Effects of Glycine on Pathological Changes after Shock

Lung, kidney, liver, heart and small intestine specimens were taken 18 hours after shock/resuscitation. Lung specimens taken from control rats receiving saline injection at the end of shock exhibit hemorrhage, edema, marked increased cellularity in interstitial tissue and massive infiltration of inflammatory cells. Glycine (45 mg/kg) significantly minimized these phatological changes. In the kidney from control rats, proximal tubular cell necrosis, tubular cast and infiltration of leukocytes in interstitial tissue occurred in the cortex. In the outer medullary area, extensive hemorrhage, tubular cast and cell necrosis were observed, these alterations were significantly reduced by glycine.
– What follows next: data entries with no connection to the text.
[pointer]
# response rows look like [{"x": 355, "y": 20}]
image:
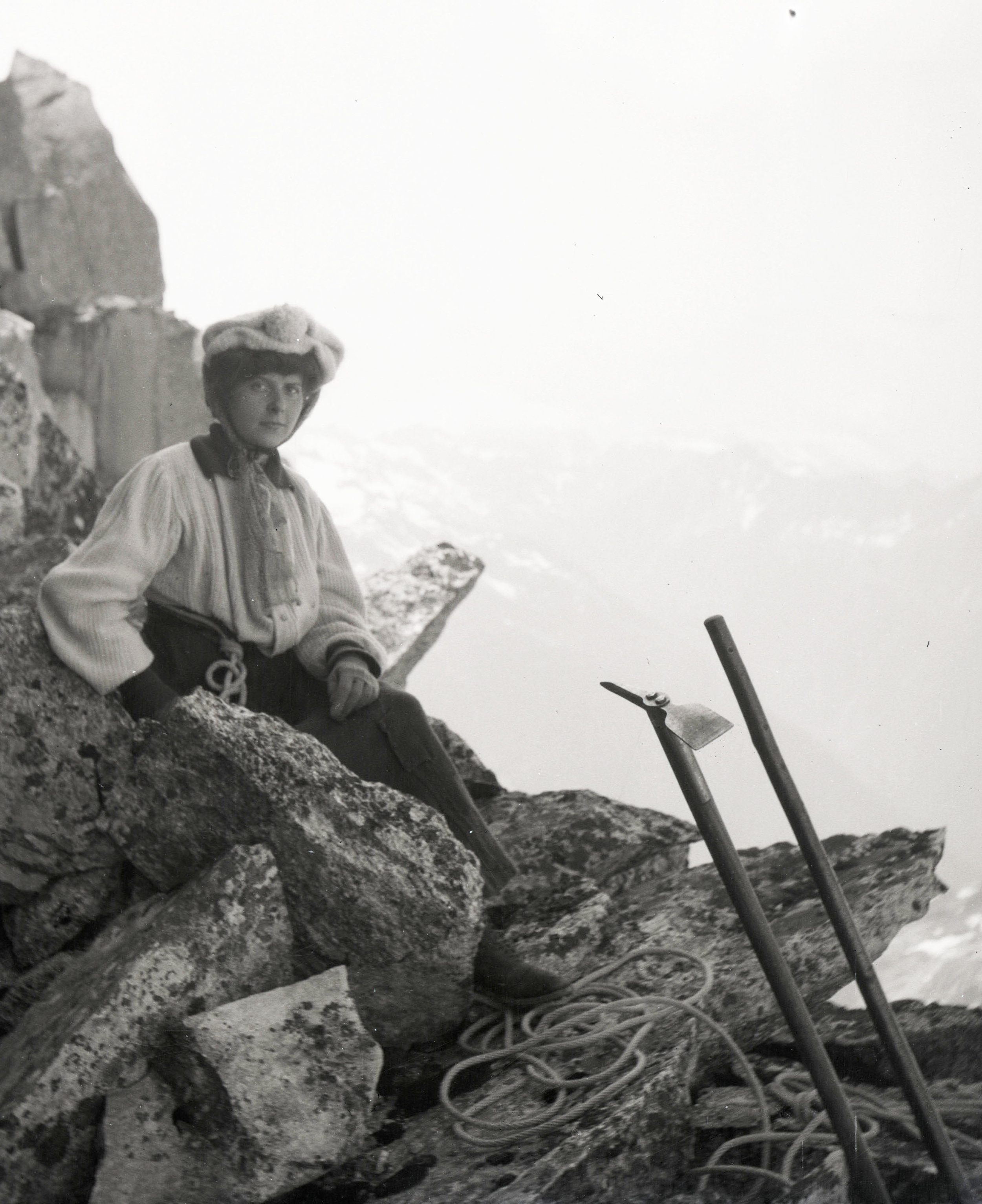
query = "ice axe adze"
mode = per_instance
[
  {"x": 680, "y": 729},
  {"x": 833, "y": 897}
]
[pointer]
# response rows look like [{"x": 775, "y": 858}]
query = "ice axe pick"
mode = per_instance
[
  {"x": 691, "y": 722},
  {"x": 682, "y": 730}
]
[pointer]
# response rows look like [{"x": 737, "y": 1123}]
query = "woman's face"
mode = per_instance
[{"x": 265, "y": 410}]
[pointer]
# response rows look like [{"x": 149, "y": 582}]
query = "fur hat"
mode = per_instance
[{"x": 284, "y": 328}]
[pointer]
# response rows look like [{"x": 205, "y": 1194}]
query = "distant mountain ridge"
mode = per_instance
[{"x": 852, "y": 594}]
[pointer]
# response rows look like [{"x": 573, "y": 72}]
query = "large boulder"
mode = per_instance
[
  {"x": 125, "y": 381},
  {"x": 409, "y": 607},
  {"x": 80, "y": 229},
  {"x": 58, "y": 492},
  {"x": 272, "y": 1089},
  {"x": 628, "y": 1150},
  {"x": 223, "y": 936},
  {"x": 374, "y": 878},
  {"x": 53, "y": 731}
]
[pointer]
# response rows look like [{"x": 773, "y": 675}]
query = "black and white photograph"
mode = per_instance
[{"x": 490, "y": 603}]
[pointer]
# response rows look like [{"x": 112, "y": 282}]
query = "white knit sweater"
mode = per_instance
[{"x": 168, "y": 533}]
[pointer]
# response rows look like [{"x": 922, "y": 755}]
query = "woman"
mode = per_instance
[{"x": 249, "y": 593}]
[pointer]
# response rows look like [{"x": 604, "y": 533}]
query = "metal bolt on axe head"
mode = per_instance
[{"x": 691, "y": 722}]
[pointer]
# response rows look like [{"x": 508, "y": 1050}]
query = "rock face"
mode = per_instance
[
  {"x": 290, "y": 1073},
  {"x": 612, "y": 843},
  {"x": 76, "y": 228},
  {"x": 24, "y": 565},
  {"x": 53, "y": 729},
  {"x": 218, "y": 938},
  {"x": 11, "y": 513},
  {"x": 372, "y": 878},
  {"x": 58, "y": 492},
  {"x": 125, "y": 381},
  {"x": 409, "y": 607},
  {"x": 39, "y": 927},
  {"x": 946, "y": 1041},
  {"x": 480, "y": 781}
]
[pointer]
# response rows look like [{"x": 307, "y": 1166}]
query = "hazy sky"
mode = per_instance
[{"x": 705, "y": 218}]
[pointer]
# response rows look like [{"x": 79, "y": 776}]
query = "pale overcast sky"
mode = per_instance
[{"x": 708, "y": 218}]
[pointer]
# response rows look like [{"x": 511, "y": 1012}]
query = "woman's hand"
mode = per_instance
[{"x": 351, "y": 687}]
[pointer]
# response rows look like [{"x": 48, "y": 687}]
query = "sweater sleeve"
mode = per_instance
[
  {"x": 341, "y": 622},
  {"x": 86, "y": 603}
]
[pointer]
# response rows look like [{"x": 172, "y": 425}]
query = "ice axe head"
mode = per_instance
[{"x": 691, "y": 722}]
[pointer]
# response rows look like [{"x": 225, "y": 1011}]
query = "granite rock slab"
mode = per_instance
[
  {"x": 53, "y": 729},
  {"x": 372, "y": 878},
  {"x": 409, "y": 607},
  {"x": 223, "y": 936}
]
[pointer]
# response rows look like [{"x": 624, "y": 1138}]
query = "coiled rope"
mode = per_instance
[
  {"x": 809, "y": 1125},
  {"x": 592, "y": 1014},
  {"x": 596, "y": 1018},
  {"x": 233, "y": 685}
]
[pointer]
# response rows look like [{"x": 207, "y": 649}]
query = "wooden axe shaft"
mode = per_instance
[{"x": 837, "y": 906}]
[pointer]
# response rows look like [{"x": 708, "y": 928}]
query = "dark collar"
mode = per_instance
[{"x": 214, "y": 453}]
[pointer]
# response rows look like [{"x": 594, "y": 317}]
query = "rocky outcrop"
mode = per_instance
[
  {"x": 58, "y": 493},
  {"x": 889, "y": 879},
  {"x": 223, "y": 936},
  {"x": 123, "y": 380},
  {"x": 53, "y": 731},
  {"x": 372, "y": 878},
  {"x": 409, "y": 607},
  {"x": 272, "y": 1089},
  {"x": 80, "y": 257},
  {"x": 75, "y": 227},
  {"x": 634, "y": 1148}
]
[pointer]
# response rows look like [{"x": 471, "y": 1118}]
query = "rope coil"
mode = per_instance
[
  {"x": 594, "y": 1014},
  {"x": 233, "y": 685}
]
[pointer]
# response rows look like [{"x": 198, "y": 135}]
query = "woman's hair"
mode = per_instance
[{"x": 224, "y": 371}]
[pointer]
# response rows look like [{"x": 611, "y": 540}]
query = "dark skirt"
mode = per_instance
[{"x": 390, "y": 741}]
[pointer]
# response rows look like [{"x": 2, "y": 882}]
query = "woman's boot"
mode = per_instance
[{"x": 498, "y": 971}]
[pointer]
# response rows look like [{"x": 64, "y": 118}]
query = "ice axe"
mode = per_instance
[
  {"x": 682, "y": 729},
  {"x": 837, "y": 906}
]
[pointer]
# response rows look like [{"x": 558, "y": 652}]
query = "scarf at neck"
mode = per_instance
[{"x": 260, "y": 481}]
In the control rats receiving saline, some liver specimens (2/4) revealed infiltration of leukocytes and cell necrosis in the pericentral regions, and other specimens had mild fatty infiltration. Glycine prevented cell necrosis and leukocyte infiltration caused by shock, but did not alter fatty infiltration. No over pathological changes were observed in the heart and small intestine.

Effects of Glycine on Free Radical Production during Shock

A six-line free radical signal is detected in the blood before and during shock. The spectrum is computer simulated as composites of 3 radical adducts. Species I has hyperfine coupling constants of a^N =15.11 G and a^H =3.33 G; such coupling constants are characteristic of a carbon-centered PBN radical adduct. Species II has hyperfine coupling constants of a^N = 15.29 and a^H =6-66 G; characteristic of a 2-hydroxymethyl carbon-centered PBN radical adduct. Species III reveals coupling constants of a =14.12 G and a^H =2.29 G, most likely an oxygen-centered radical adduct. These values are matched closely with values of three species obtained from blood of rats after liver transplantation. Free radicals signals are minimal before shock, values increase 4-fold during shock. Glycine significantly minimizes free radical production during shock.
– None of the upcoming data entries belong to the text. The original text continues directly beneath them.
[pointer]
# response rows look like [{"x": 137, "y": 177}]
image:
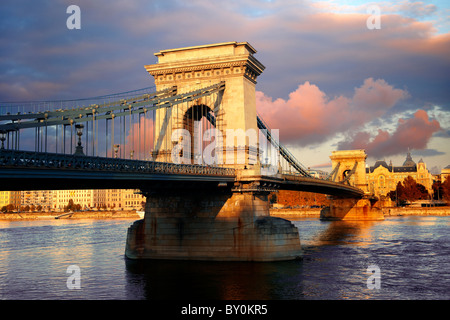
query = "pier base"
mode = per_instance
[
  {"x": 352, "y": 209},
  {"x": 217, "y": 226}
]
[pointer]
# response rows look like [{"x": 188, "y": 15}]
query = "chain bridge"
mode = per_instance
[{"x": 195, "y": 147}]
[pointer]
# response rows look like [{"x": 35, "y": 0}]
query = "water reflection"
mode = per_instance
[{"x": 213, "y": 280}]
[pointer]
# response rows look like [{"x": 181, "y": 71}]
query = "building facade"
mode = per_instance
[
  {"x": 383, "y": 178},
  {"x": 10, "y": 198}
]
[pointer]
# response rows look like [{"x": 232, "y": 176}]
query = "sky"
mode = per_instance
[{"x": 330, "y": 83}]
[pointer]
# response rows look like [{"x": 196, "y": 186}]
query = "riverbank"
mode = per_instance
[
  {"x": 308, "y": 213},
  {"x": 74, "y": 215},
  {"x": 281, "y": 213}
]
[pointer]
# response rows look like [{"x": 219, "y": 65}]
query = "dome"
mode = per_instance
[
  {"x": 380, "y": 163},
  {"x": 409, "y": 161}
]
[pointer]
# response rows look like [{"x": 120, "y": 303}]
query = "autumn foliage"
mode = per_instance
[{"x": 409, "y": 190}]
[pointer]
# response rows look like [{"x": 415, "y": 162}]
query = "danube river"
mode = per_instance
[{"x": 411, "y": 254}]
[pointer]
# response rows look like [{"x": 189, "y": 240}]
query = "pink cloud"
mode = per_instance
[
  {"x": 412, "y": 133},
  {"x": 309, "y": 116}
]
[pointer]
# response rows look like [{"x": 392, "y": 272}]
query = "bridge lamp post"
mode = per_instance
[
  {"x": 116, "y": 150},
  {"x": 79, "y": 148},
  {"x": 3, "y": 138}
]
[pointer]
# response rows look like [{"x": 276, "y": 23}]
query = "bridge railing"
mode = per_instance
[
  {"x": 14, "y": 158},
  {"x": 338, "y": 185}
]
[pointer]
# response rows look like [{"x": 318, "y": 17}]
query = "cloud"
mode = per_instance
[
  {"x": 413, "y": 133},
  {"x": 310, "y": 117}
]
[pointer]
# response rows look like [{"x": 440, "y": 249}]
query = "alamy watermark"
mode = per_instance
[
  {"x": 74, "y": 20},
  {"x": 74, "y": 280},
  {"x": 374, "y": 280},
  {"x": 374, "y": 20}
]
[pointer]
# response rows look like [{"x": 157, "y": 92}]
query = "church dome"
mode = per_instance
[{"x": 409, "y": 161}]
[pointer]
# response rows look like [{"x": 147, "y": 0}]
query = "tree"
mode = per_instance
[
  {"x": 446, "y": 189},
  {"x": 438, "y": 191},
  {"x": 409, "y": 190}
]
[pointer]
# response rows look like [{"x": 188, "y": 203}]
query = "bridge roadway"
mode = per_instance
[{"x": 26, "y": 170}]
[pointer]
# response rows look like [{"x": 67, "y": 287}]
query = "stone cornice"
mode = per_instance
[{"x": 245, "y": 65}]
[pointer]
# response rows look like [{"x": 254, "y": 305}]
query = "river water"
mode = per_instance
[{"x": 410, "y": 256}]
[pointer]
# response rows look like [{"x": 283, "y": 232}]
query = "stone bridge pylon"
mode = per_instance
[
  {"x": 224, "y": 222},
  {"x": 349, "y": 166},
  {"x": 230, "y": 111}
]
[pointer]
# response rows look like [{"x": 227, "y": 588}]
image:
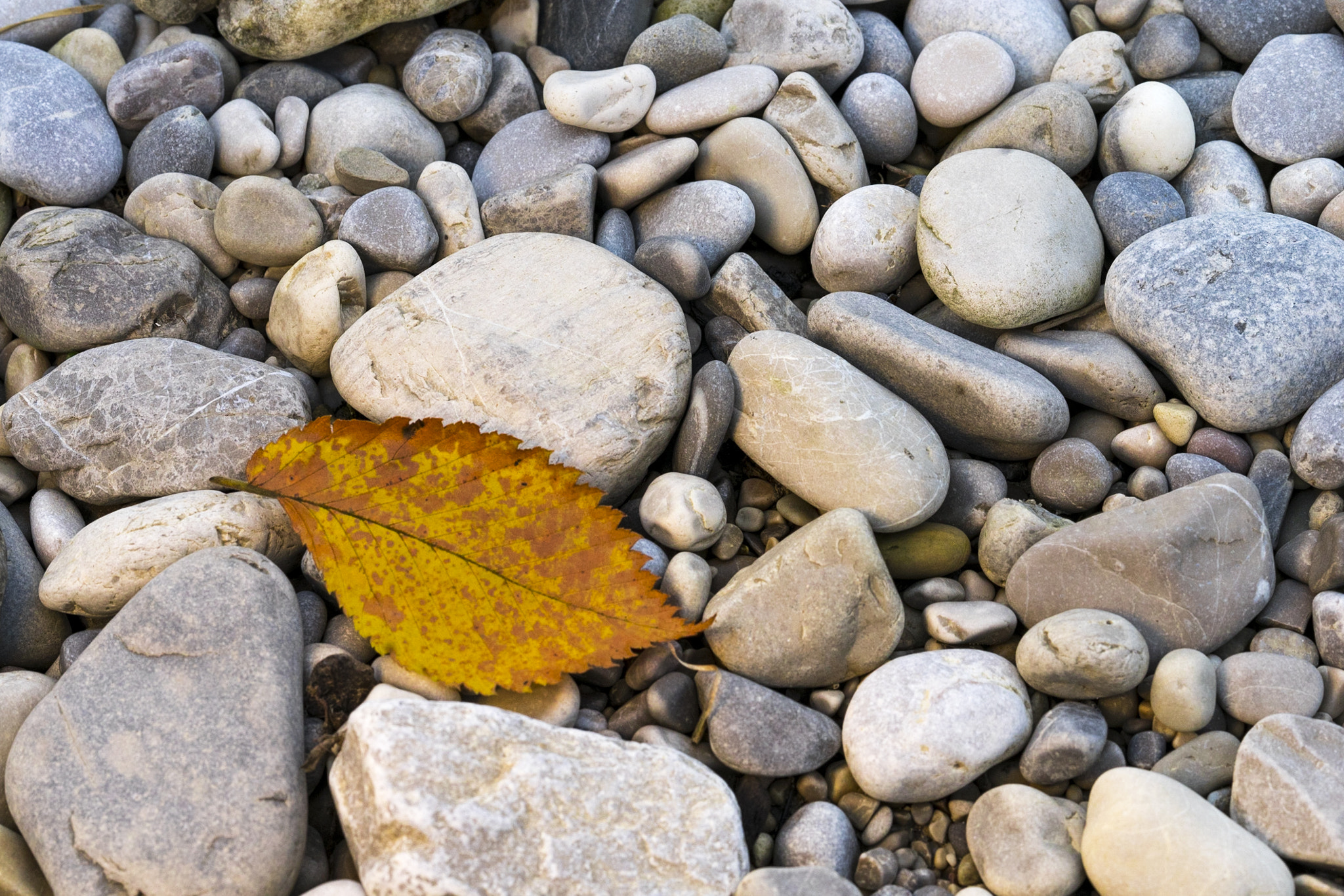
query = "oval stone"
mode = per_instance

Example 2 Application Forms

a) 20 ml syringe ready-to-use (for bolus injection), containing 5 g of glycine disolved in sterile 0.9% NaCl solution (= ca. 25% concentration).
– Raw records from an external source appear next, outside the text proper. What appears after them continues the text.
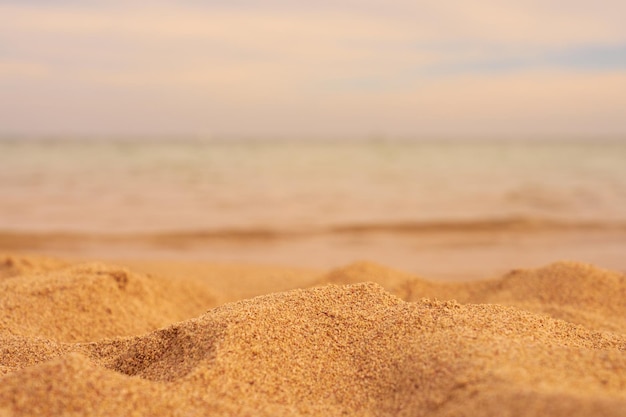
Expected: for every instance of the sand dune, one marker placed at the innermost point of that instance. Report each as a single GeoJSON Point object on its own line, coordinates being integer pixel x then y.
{"type": "Point", "coordinates": [397, 345]}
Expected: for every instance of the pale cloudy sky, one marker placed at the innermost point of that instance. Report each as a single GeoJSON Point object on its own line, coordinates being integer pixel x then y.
{"type": "Point", "coordinates": [344, 68]}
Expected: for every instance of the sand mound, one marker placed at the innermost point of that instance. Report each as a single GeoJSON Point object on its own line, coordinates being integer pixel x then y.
{"type": "Point", "coordinates": [570, 291]}
{"type": "Point", "coordinates": [350, 349]}
{"type": "Point", "coordinates": [330, 350]}
{"type": "Point", "coordinates": [93, 301]}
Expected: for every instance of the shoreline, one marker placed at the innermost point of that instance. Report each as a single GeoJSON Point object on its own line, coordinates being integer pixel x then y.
{"type": "Point", "coordinates": [445, 254]}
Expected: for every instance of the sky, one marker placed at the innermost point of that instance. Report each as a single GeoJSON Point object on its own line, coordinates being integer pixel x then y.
{"type": "Point", "coordinates": [343, 68]}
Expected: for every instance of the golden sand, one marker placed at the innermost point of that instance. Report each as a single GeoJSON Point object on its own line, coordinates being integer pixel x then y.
{"type": "Point", "coordinates": [364, 340]}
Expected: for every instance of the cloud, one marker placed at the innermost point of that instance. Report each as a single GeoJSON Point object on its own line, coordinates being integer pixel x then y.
{"type": "Point", "coordinates": [342, 67]}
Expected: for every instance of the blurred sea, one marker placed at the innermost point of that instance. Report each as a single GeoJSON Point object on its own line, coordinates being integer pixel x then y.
{"type": "Point", "coordinates": [239, 187]}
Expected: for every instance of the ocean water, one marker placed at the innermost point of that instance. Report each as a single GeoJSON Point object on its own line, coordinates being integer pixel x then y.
{"type": "Point", "coordinates": [186, 186]}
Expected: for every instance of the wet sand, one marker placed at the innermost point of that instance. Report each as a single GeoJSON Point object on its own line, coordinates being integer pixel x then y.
{"type": "Point", "coordinates": [164, 337]}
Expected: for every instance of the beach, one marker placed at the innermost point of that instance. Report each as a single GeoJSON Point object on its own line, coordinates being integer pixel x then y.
{"type": "Point", "coordinates": [313, 279]}
{"type": "Point", "coordinates": [364, 339]}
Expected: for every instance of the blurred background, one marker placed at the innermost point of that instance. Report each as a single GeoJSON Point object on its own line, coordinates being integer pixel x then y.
{"type": "Point", "coordinates": [453, 140]}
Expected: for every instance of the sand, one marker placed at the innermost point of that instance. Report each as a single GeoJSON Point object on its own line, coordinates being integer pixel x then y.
{"type": "Point", "coordinates": [141, 338]}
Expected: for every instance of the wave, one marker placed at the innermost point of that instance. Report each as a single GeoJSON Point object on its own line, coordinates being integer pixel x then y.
{"type": "Point", "coordinates": [510, 224]}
b) Small ampulla, containing 5 g glycine dissolved in 20 ml sterile 0.9% NaCl solution as a concentrate. This concentrate will be added to a volume replacing solution (i.e. Ringer's or plasma expander) in an emergency situation. 1 ampulla will tpyically be added to 250 ml volume replacing solution.

c) Infusion solution, comprising 5 g of glycine dissolved in 250 ml of basic Ringer.

d) Kit of parts, comprising 5 g of glycine powder in a 20 ml syringe and 20 ml of sterile 0.9% NaCl solution in a small ampulla, whereby upon use the contents of the ampulla is drawn up into the syringe and the glycine powder is dissolved by shaking the syringe.

Claims

Claims

1. Use of glycine in the manufacture of a medicament for the treatment of hemorrhagic shock.

2. The use of claim 1 wherein the treatment is either prophylactic or acute and provides for elevated glycine levels during reperfusion.

3. An application form selected from a syringe, an ampulla or an infusion bag comprising 1 to 50 g, preferably 2 to 20 g, particularly preferred about 5 g of glycine in sterile solution.

4. A kit or package for use in the method as defined in claim 1 or 2, said kit or package including 1 to 50 g of glycine in powder form and 10 to 300 ml of sterile solution, together with instructions to use.